Athens
According to a report published 18 January by the Greek Minister of Culture, Melina Mercouri, the collection of some 1,500 Minoan antiquities assembled by former premier, Mr Mitsotakis, almost all has an illegal provenance. Indeed, it seems that many pieces may well have been removed from finds made during the excavations conducted on Crete by the Herakleion Museum over the last four years. In proof Mrs Mercouri cites a gold diadem in the museum, of which one element is in the Mitsotakis Collection.
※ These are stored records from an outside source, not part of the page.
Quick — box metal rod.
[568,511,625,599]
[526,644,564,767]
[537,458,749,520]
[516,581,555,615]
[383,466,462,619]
Although Mrs Mercouri's tenacious pursuit of her rival is clearly politically advantageous to the government, the discoveries by the commission of enquiry also reveal widespread malpractice and the obvious short-comings of existing Greek legislation. Mr Mitsotakis (who has limited himself to promising a statement to the press at a future date), has been able to hide behind a l937 law on archaeological goods which does not hold buyers responsible for any items subsequently discovered to have an illegal provenance, even though a parliamentary decree promulgated when Mr Mitsotakis's daughter, Dora Bakoyannis, was Minister of Culture, obliges collectors to declare the origins of their acquisitions. Mrs Mercouri intends to have recourse to the courts to get back Mr Mitsotakis's collection, although success is uncertain as parliamentary immunity is inviolable in Greece.